Mullen to Pakistan: Cut Ties to Taliban
The Wall Street Journal reports:
Adm. Michael Mullen, chairman of the U.S. Joint Chiefs of Staff, told a Pakistani news channel Wednesday that links between Pakistan's Inter-Services Intelligence military spy agency and the Haqqani faction of the Taliban were continuing to strain relations between the countries.
Adm. Mullen's comments to GEO TV, a private network, signal that the U.S. is not backing down from an increasingly hostile battle with Pakistan over how to combat Islamist militants who operate on the border with Afghanistan.
"We have strong reservations over the relations of elements of the ISI with the Haqqani network," Adm.
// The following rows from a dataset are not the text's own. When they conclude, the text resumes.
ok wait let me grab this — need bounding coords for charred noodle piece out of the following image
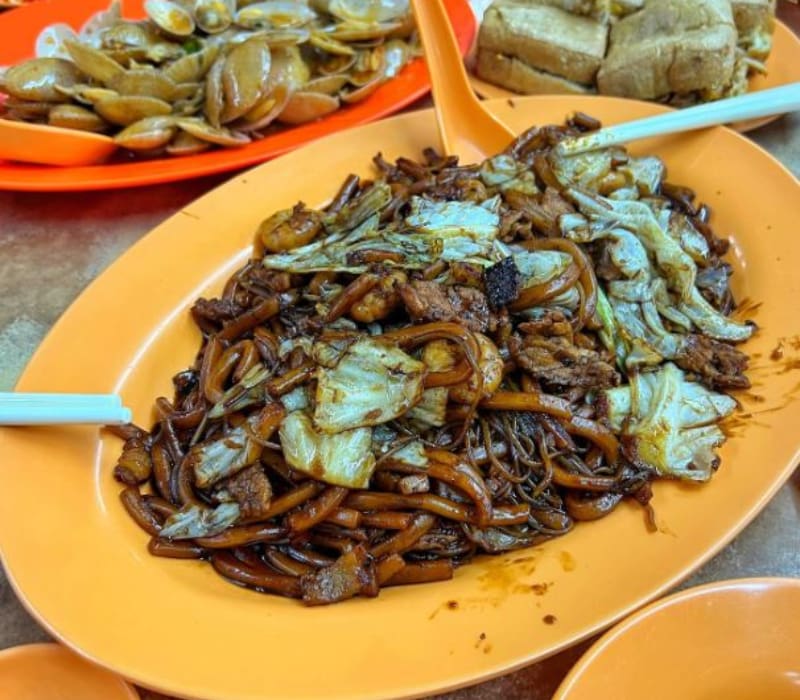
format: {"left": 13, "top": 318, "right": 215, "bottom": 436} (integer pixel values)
{"left": 211, "top": 552, "right": 303, "bottom": 598}
{"left": 370, "top": 513, "right": 437, "bottom": 558}
{"left": 426, "top": 449, "right": 494, "bottom": 528}
{"left": 260, "top": 481, "right": 324, "bottom": 520}
{"left": 120, "top": 487, "right": 161, "bottom": 537}
{"left": 324, "top": 273, "right": 379, "bottom": 323}
{"left": 143, "top": 495, "right": 178, "bottom": 521}
{"left": 510, "top": 261, "right": 581, "bottom": 312}
{"left": 480, "top": 390, "right": 572, "bottom": 420}
{"left": 520, "top": 238, "right": 599, "bottom": 329}
{"left": 148, "top": 538, "right": 206, "bottom": 560}
{"left": 564, "top": 491, "right": 623, "bottom": 521}
{"left": 552, "top": 465, "right": 619, "bottom": 492}
{"left": 325, "top": 508, "right": 362, "bottom": 529}
{"left": 204, "top": 340, "right": 260, "bottom": 403}
{"left": 266, "top": 363, "right": 315, "bottom": 397}
{"left": 194, "top": 523, "right": 286, "bottom": 549}
{"left": 560, "top": 415, "right": 620, "bottom": 465}
{"left": 346, "top": 492, "right": 473, "bottom": 522}
{"left": 375, "top": 554, "right": 407, "bottom": 584}
{"left": 360, "top": 511, "right": 416, "bottom": 530}
{"left": 287, "top": 486, "right": 349, "bottom": 532}
{"left": 264, "top": 550, "right": 315, "bottom": 577}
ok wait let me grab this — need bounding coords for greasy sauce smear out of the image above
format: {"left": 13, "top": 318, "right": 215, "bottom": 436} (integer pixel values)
{"left": 721, "top": 334, "right": 800, "bottom": 437}
{"left": 559, "top": 551, "right": 576, "bottom": 572}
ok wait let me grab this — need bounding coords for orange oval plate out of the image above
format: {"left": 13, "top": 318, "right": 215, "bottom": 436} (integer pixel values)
{"left": 0, "top": 643, "right": 139, "bottom": 700}
{"left": 1, "top": 96, "right": 799, "bottom": 700}
{"left": 0, "top": 0, "right": 475, "bottom": 191}
{"left": 554, "top": 578, "right": 800, "bottom": 700}
{"left": 468, "top": 20, "right": 800, "bottom": 134}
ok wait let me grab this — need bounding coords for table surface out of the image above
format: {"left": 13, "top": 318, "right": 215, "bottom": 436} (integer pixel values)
{"left": 1, "top": 3, "right": 799, "bottom": 700}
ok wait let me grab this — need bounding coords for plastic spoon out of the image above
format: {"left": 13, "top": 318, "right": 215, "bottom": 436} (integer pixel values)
{"left": 558, "top": 82, "right": 800, "bottom": 156}
{"left": 409, "top": 0, "right": 516, "bottom": 162}
{"left": 0, "top": 392, "right": 131, "bottom": 425}
{"left": 0, "top": 119, "right": 116, "bottom": 166}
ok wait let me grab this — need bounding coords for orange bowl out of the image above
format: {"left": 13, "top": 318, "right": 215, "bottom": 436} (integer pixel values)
{"left": 554, "top": 578, "right": 800, "bottom": 700}
{"left": 0, "top": 644, "right": 139, "bottom": 700}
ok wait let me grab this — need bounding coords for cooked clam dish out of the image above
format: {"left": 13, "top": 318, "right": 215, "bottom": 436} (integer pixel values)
{"left": 112, "top": 116, "right": 753, "bottom": 605}
{"left": 0, "top": 0, "right": 417, "bottom": 157}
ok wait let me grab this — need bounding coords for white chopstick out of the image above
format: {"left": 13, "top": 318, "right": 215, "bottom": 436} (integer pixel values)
{"left": 558, "top": 82, "right": 800, "bottom": 156}
{"left": 0, "top": 392, "right": 132, "bottom": 425}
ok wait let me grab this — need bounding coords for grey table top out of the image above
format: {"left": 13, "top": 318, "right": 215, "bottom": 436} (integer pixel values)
{"left": 1, "top": 3, "right": 799, "bottom": 699}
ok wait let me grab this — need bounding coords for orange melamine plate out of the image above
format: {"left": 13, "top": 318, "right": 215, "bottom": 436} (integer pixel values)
{"left": 468, "top": 20, "right": 800, "bottom": 134}
{"left": 554, "top": 578, "right": 800, "bottom": 700}
{"left": 0, "top": 0, "right": 475, "bottom": 191}
{"left": 0, "top": 643, "right": 139, "bottom": 700}
{"left": 1, "top": 96, "right": 799, "bottom": 700}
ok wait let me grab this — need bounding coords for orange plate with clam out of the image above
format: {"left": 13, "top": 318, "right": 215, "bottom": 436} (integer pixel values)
{"left": 0, "top": 0, "right": 475, "bottom": 191}
{"left": 1, "top": 96, "right": 799, "bottom": 700}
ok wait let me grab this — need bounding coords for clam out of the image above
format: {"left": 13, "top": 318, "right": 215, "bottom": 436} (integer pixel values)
{"left": 304, "top": 74, "right": 348, "bottom": 95}
{"left": 317, "top": 52, "right": 357, "bottom": 75}
{"left": 235, "top": 2, "right": 316, "bottom": 29}
{"left": 277, "top": 91, "right": 339, "bottom": 125}
{"left": 101, "top": 21, "right": 184, "bottom": 64}
{"left": 204, "top": 56, "right": 225, "bottom": 127}
{"left": 95, "top": 94, "right": 173, "bottom": 125}
{"left": 340, "top": 74, "right": 383, "bottom": 104}
{"left": 260, "top": 28, "right": 312, "bottom": 48}
{"left": 310, "top": 31, "right": 355, "bottom": 56}
{"left": 145, "top": 0, "right": 196, "bottom": 37}
{"left": 173, "top": 87, "right": 206, "bottom": 116}
{"left": 327, "top": 20, "right": 403, "bottom": 42}
{"left": 107, "top": 68, "right": 179, "bottom": 101}
{"left": 64, "top": 39, "right": 124, "bottom": 84}
{"left": 78, "top": 0, "right": 123, "bottom": 47}
{"left": 1, "top": 58, "right": 83, "bottom": 102}
{"left": 48, "top": 104, "right": 109, "bottom": 132}
{"left": 114, "top": 114, "right": 178, "bottom": 149}
{"left": 163, "top": 44, "right": 219, "bottom": 83}
{"left": 3, "top": 98, "right": 54, "bottom": 119}
{"left": 219, "top": 37, "right": 271, "bottom": 123}
{"left": 328, "top": 0, "right": 409, "bottom": 23}
{"left": 55, "top": 84, "right": 118, "bottom": 105}
{"left": 166, "top": 130, "right": 210, "bottom": 155}
{"left": 268, "top": 46, "right": 311, "bottom": 91}
{"left": 194, "top": 0, "right": 235, "bottom": 34}
{"left": 235, "top": 82, "right": 290, "bottom": 131}
{"left": 348, "top": 46, "right": 386, "bottom": 87}
{"left": 177, "top": 117, "right": 251, "bottom": 146}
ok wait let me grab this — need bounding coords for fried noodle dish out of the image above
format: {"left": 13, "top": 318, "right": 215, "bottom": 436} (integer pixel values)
{"left": 113, "top": 114, "right": 754, "bottom": 606}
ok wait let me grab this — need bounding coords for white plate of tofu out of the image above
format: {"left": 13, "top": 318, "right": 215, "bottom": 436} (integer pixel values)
{"left": 469, "top": 0, "right": 800, "bottom": 132}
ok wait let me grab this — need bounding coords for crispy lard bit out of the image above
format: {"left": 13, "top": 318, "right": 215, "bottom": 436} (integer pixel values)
{"left": 191, "top": 297, "right": 244, "bottom": 324}
{"left": 225, "top": 464, "right": 273, "bottom": 520}
{"left": 484, "top": 256, "right": 521, "bottom": 309}
{"left": 399, "top": 281, "right": 492, "bottom": 333}
{"left": 510, "top": 332, "right": 620, "bottom": 393}
{"left": 674, "top": 334, "right": 751, "bottom": 390}
{"left": 300, "top": 545, "right": 375, "bottom": 605}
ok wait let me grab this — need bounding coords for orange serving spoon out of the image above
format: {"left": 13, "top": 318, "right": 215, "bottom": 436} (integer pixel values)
{"left": 409, "top": 0, "right": 516, "bottom": 163}
{"left": 0, "top": 118, "right": 117, "bottom": 166}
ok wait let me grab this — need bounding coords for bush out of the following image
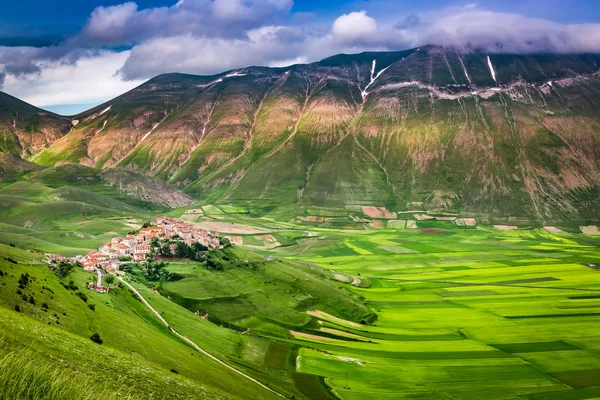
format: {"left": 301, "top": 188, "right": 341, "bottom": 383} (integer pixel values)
{"left": 18, "top": 273, "right": 30, "bottom": 288}
{"left": 88, "top": 304, "right": 96, "bottom": 311}
{"left": 76, "top": 292, "right": 88, "bottom": 303}
{"left": 103, "top": 275, "right": 115, "bottom": 286}
{"left": 90, "top": 333, "right": 102, "bottom": 344}
{"left": 14, "top": 305, "right": 20, "bottom": 312}
{"left": 56, "top": 262, "right": 74, "bottom": 279}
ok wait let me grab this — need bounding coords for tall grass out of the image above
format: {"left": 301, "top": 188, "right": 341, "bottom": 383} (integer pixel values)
{"left": 0, "top": 349, "right": 132, "bottom": 400}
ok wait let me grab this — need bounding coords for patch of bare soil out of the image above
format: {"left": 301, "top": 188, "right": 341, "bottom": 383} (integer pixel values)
{"left": 225, "top": 236, "right": 243, "bottom": 245}
{"left": 195, "top": 221, "right": 268, "bottom": 234}
{"left": 414, "top": 213, "right": 435, "bottom": 220}
{"left": 581, "top": 226, "right": 600, "bottom": 235}
{"left": 420, "top": 228, "right": 449, "bottom": 235}
{"left": 406, "top": 221, "right": 418, "bottom": 229}
{"left": 298, "top": 216, "right": 325, "bottom": 223}
{"left": 333, "top": 274, "right": 351, "bottom": 283}
{"left": 289, "top": 331, "right": 339, "bottom": 342}
{"left": 307, "top": 310, "right": 363, "bottom": 328}
{"left": 455, "top": 218, "right": 477, "bottom": 227}
{"left": 254, "top": 234, "right": 281, "bottom": 248}
{"left": 361, "top": 206, "right": 397, "bottom": 219}
{"left": 543, "top": 226, "right": 564, "bottom": 234}
{"left": 367, "top": 220, "right": 385, "bottom": 229}
{"left": 493, "top": 225, "right": 518, "bottom": 230}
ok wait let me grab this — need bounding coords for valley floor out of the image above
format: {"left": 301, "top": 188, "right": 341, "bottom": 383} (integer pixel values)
{"left": 264, "top": 226, "right": 600, "bottom": 399}
{"left": 2, "top": 198, "right": 600, "bottom": 399}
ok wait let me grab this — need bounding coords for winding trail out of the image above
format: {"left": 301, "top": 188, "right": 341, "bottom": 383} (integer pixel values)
{"left": 116, "top": 276, "right": 285, "bottom": 398}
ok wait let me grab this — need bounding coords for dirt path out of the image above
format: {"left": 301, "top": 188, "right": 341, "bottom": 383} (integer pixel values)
{"left": 116, "top": 277, "right": 285, "bottom": 398}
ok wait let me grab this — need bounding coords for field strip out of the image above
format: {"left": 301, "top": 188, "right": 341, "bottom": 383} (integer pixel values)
{"left": 117, "top": 276, "right": 286, "bottom": 398}
{"left": 369, "top": 276, "right": 600, "bottom": 293}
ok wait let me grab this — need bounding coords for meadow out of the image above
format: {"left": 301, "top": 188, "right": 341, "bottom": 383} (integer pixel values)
{"left": 2, "top": 168, "right": 600, "bottom": 399}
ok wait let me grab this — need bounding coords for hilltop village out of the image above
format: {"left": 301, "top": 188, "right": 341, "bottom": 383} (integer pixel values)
{"left": 46, "top": 217, "right": 225, "bottom": 292}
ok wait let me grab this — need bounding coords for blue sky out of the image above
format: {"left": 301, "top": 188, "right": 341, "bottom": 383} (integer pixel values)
{"left": 1, "top": 0, "right": 600, "bottom": 114}
{"left": 2, "top": 0, "right": 599, "bottom": 35}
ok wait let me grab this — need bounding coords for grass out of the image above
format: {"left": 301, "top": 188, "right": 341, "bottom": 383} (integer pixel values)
{"left": 0, "top": 348, "right": 131, "bottom": 400}
{"left": 255, "top": 225, "right": 600, "bottom": 399}
{"left": 0, "top": 244, "right": 278, "bottom": 400}
{"left": 2, "top": 161, "right": 600, "bottom": 399}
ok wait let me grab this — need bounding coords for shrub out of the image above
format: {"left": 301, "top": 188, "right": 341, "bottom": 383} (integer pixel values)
{"left": 103, "top": 275, "right": 115, "bottom": 286}
{"left": 14, "top": 305, "right": 20, "bottom": 312}
{"left": 90, "top": 333, "right": 102, "bottom": 344}
{"left": 56, "top": 262, "right": 74, "bottom": 279}
{"left": 18, "top": 273, "right": 30, "bottom": 287}
{"left": 88, "top": 304, "right": 96, "bottom": 311}
{"left": 76, "top": 292, "right": 88, "bottom": 303}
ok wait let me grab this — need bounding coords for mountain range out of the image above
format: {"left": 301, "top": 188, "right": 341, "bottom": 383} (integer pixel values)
{"left": 2, "top": 45, "right": 600, "bottom": 222}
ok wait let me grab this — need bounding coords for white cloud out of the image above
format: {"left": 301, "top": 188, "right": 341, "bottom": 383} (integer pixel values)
{"left": 4, "top": 1, "right": 600, "bottom": 109}
{"left": 332, "top": 11, "right": 378, "bottom": 44}
{"left": 2, "top": 50, "right": 143, "bottom": 108}
{"left": 399, "top": 5, "right": 600, "bottom": 53}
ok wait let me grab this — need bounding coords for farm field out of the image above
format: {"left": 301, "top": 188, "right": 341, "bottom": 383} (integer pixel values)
{"left": 2, "top": 169, "right": 600, "bottom": 400}
{"left": 258, "top": 226, "right": 600, "bottom": 399}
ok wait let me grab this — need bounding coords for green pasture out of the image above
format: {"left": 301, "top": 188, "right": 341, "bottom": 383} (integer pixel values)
{"left": 264, "top": 226, "right": 600, "bottom": 399}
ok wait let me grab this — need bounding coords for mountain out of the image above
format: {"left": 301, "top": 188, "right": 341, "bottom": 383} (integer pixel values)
{"left": 0, "top": 91, "right": 72, "bottom": 157}
{"left": 5, "top": 46, "right": 600, "bottom": 221}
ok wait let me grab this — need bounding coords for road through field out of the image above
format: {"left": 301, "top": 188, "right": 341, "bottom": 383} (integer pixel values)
{"left": 116, "top": 276, "right": 285, "bottom": 398}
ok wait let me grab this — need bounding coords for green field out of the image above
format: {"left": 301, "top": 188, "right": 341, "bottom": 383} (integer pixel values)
{"left": 252, "top": 226, "right": 600, "bottom": 399}
{"left": 2, "top": 163, "right": 600, "bottom": 399}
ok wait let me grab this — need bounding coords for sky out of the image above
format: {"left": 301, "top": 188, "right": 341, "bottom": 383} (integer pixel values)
{"left": 1, "top": 0, "right": 600, "bottom": 115}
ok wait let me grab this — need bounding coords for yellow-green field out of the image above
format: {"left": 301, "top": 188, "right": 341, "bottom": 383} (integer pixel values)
{"left": 259, "top": 226, "right": 600, "bottom": 399}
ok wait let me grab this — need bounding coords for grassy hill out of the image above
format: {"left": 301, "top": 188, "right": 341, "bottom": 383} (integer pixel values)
{"left": 0, "top": 244, "right": 266, "bottom": 399}
{"left": 0, "top": 235, "right": 377, "bottom": 399}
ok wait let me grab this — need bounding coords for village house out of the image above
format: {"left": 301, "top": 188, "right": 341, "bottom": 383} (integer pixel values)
{"left": 74, "top": 216, "right": 224, "bottom": 274}
{"left": 88, "top": 282, "right": 109, "bottom": 293}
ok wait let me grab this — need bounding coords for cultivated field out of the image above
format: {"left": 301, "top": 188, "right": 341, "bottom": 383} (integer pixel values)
{"left": 262, "top": 226, "right": 600, "bottom": 399}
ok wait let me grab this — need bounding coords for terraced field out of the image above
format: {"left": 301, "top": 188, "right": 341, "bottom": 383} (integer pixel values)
{"left": 260, "top": 227, "right": 600, "bottom": 399}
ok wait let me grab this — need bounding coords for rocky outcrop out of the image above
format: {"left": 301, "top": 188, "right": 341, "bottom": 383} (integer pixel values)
{"left": 98, "top": 168, "right": 194, "bottom": 209}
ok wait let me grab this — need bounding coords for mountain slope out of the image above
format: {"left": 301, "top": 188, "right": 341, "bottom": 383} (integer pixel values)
{"left": 0, "top": 92, "right": 72, "bottom": 157}
{"left": 10, "top": 46, "right": 600, "bottom": 221}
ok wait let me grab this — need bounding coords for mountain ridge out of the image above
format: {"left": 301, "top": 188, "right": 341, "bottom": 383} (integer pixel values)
{"left": 2, "top": 45, "right": 600, "bottom": 221}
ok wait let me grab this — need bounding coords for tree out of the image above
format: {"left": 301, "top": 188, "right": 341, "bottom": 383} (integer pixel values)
{"left": 159, "top": 244, "right": 172, "bottom": 258}
{"left": 90, "top": 333, "right": 103, "bottom": 344}
{"left": 150, "top": 237, "right": 160, "bottom": 248}
{"left": 104, "top": 274, "right": 115, "bottom": 287}
{"left": 55, "top": 262, "right": 73, "bottom": 279}
{"left": 221, "top": 237, "right": 232, "bottom": 248}
{"left": 175, "top": 242, "right": 189, "bottom": 258}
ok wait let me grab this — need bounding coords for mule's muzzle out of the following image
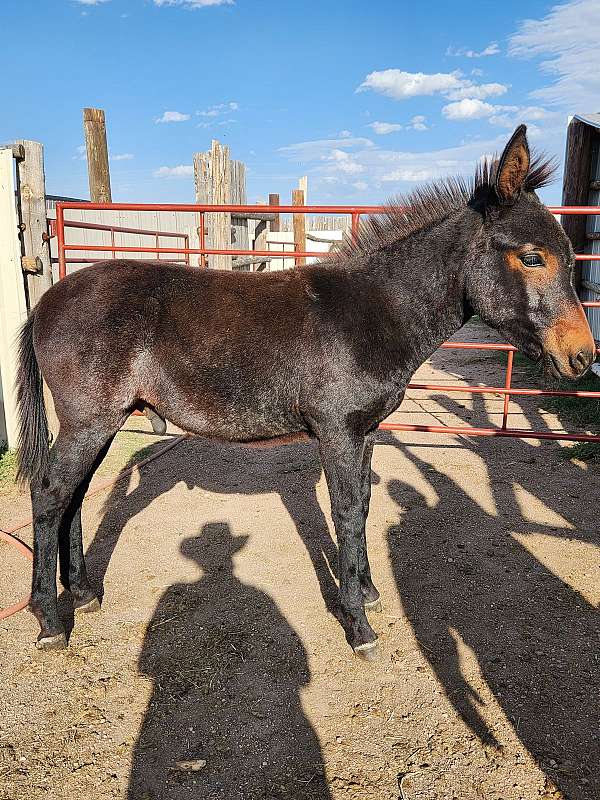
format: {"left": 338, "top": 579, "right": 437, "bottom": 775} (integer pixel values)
{"left": 544, "top": 346, "right": 594, "bottom": 380}
{"left": 542, "top": 304, "right": 596, "bottom": 381}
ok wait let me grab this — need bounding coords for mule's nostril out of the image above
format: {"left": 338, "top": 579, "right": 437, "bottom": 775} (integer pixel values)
{"left": 571, "top": 349, "right": 593, "bottom": 374}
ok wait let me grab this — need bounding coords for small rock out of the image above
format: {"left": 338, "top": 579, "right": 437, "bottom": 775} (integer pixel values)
{"left": 174, "top": 759, "right": 206, "bottom": 773}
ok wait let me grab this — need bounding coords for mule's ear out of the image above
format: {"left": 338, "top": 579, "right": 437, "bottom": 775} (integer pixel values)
{"left": 495, "top": 124, "right": 530, "bottom": 205}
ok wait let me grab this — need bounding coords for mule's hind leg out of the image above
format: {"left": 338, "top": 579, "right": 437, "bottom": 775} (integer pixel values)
{"left": 358, "top": 433, "right": 381, "bottom": 612}
{"left": 58, "top": 437, "right": 115, "bottom": 613}
{"left": 31, "top": 424, "right": 121, "bottom": 650}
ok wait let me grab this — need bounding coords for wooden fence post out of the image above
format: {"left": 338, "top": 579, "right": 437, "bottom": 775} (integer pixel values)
{"left": 210, "top": 140, "right": 231, "bottom": 270}
{"left": 15, "top": 140, "right": 52, "bottom": 308}
{"left": 193, "top": 140, "right": 232, "bottom": 269}
{"left": 193, "top": 150, "right": 210, "bottom": 267}
{"left": 230, "top": 159, "right": 249, "bottom": 261}
{"left": 292, "top": 188, "right": 306, "bottom": 267}
{"left": 83, "top": 107, "right": 112, "bottom": 203}
{"left": 0, "top": 147, "right": 28, "bottom": 448}
{"left": 269, "top": 193, "right": 280, "bottom": 232}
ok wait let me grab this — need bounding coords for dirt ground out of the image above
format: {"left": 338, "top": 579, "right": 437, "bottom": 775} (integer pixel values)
{"left": 1, "top": 320, "right": 599, "bottom": 800}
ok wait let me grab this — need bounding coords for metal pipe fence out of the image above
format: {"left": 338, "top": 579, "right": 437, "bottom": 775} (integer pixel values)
{"left": 54, "top": 201, "right": 600, "bottom": 444}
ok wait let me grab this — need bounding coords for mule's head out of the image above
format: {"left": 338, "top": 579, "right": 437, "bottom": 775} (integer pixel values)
{"left": 467, "top": 125, "right": 595, "bottom": 380}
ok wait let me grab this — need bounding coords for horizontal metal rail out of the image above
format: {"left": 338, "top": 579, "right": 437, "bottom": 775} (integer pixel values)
{"left": 54, "top": 201, "right": 600, "bottom": 444}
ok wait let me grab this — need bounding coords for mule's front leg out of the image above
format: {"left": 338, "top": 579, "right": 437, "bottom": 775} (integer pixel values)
{"left": 319, "top": 434, "right": 378, "bottom": 659}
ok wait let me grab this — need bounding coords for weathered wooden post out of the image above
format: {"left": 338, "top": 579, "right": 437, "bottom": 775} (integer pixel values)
{"left": 193, "top": 140, "right": 232, "bottom": 269}
{"left": 269, "top": 193, "right": 280, "bottom": 232}
{"left": 0, "top": 146, "right": 29, "bottom": 448}
{"left": 292, "top": 188, "right": 306, "bottom": 267}
{"left": 83, "top": 107, "right": 112, "bottom": 203}
{"left": 230, "top": 159, "right": 249, "bottom": 261}
{"left": 15, "top": 140, "right": 52, "bottom": 308}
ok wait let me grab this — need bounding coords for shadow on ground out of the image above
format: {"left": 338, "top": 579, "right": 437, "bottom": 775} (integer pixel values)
{"left": 80, "top": 438, "right": 339, "bottom": 799}
{"left": 382, "top": 390, "right": 600, "bottom": 799}
{"left": 128, "top": 522, "right": 331, "bottom": 800}
{"left": 74, "top": 369, "right": 600, "bottom": 799}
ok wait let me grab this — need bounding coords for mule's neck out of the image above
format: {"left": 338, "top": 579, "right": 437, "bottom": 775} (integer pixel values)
{"left": 353, "top": 205, "right": 481, "bottom": 379}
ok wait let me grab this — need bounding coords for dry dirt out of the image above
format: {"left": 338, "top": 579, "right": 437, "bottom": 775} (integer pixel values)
{"left": 1, "top": 321, "right": 599, "bottom": 800}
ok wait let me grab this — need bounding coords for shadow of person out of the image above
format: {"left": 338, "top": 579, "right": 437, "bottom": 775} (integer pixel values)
{"left": 128, "top": 523, "right": 332, "bottom": 800}
{"left": 81, "top": 434, "right": 368, "bottom": 615}
{"left": 381, "top": 392, "right": 600, "bottom": 798}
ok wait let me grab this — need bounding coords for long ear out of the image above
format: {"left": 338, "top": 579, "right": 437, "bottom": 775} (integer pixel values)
{"left": 495, "top": 124, "right": 530, "bottom": 205}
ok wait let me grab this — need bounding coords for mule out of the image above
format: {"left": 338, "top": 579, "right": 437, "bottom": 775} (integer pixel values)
{"left": 16, "top": 125, "right": 594, "bottom": 659}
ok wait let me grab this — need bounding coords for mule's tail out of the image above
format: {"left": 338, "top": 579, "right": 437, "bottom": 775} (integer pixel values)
{"left": 16, "top": 312, "right": 50, "bottom": 484}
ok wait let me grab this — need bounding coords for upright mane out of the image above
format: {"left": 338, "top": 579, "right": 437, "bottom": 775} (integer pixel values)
{"left": 331, "top": 152, "right": 557, "bottom": 264}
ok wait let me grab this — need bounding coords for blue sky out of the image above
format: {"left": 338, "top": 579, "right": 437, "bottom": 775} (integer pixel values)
{"left": 1, "top": 0, "right": 598, "bottom": 205}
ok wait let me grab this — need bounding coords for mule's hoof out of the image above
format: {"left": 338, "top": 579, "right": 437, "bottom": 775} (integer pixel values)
{"left": 364, "top": 597, "right": 382, "bottom": 613}
{"left": 74, "top": 597, "right": 101, "bottom": 615}
{"left": 36, "top": 632, "right": 67, "bottom": 651}
{"left": 353, "top": 639, "right": 379, "bottom": 662}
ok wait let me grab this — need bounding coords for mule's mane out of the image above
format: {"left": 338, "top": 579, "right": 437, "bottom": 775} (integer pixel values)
{"left": 331, "top": 152, "right": 557, "bottom": 264}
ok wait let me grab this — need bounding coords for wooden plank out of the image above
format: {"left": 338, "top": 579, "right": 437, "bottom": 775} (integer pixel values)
{"left": 210, "top": 140, "right": 231, "bottom": 270}
{"left": 292, "top": 188, "right": 306, "bottom": 267}
{"left": 16, "top": 140, "right": 52, "bottom": 308}
{"left": 298, "top": 176, "right": 308, "bottom": 204}
{"left": 83, "top": 107, "right": 112, "bottom": 203}
{"left": 268, "top": 193, "right": 280, "bottom": 232}
{"left": 0, "top": 148, "right": 28, "bottom": 448}
{"left": 193, "top": 150, "right": 211, "bottom": 267}
{"left": 230, "top": 159, "right": 249, "bottom": 269}
{"left": 561, "top": 117, "right": 596, "bottom": 290}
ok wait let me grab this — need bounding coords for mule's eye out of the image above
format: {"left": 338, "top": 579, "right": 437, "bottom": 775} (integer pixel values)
{"left": 520, "top": 253, "right": 545, "bottom": 268}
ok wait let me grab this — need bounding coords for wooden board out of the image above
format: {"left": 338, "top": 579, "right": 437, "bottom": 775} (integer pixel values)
{"left": 16, "top": 140, "right": 52, "bottom": 308}
{"left": 0, "top": 149, "right": 28, "bottom": 447}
Mullen said. He termed the U.S.-Pakistan relationship as "complex" and unlikely to be improved overnight. "There is not a magic solution," he said.
Adm. Mullen's two-day visit to Pakistan, which began Wednesday following a trip to Afghanistan, comes after Pakistan threatened earlier this month to reduce the number of Central Intelligence Agency operatives allowed to operate in the country after Raymond Davis, a CIA contractor, shot dead two armed men in January in the Pakistani city of Lahore. Mr. Davis was arrested and only released after the U.S. agreed to pay compensation to the dead men's relatives.
Islamabad also has begun publicly to oppose the CIA's campaign of unmanned drone strikes against militant targets in Pakistan's tribal regions bordering Afghanistan. Pakistan's army chief, Gen. Ashfaq Parvez Kayani, last month condemned a drone strike that killed more than 40 people, saying that it hit civilians and that the attacks were hurting Pakistan's own war against militants.
U.S. officials say civilian deaths are small. Adm. Mullen's comments about the ISI's continued links with the Haqqani network show how the U.S. is keeping up the pressure on Pakistan to clamp down on militant safe havens as it prepares to begin a gradual draw-down of troops from Afghanistan starting in July.
The Haqqani network is a group based in Pakistan's North Waziristan tribal region that regularly attacks U.S. forces in Afghanistan—including a December 2009 strike on a CIA base that killed seven of the agency's staff.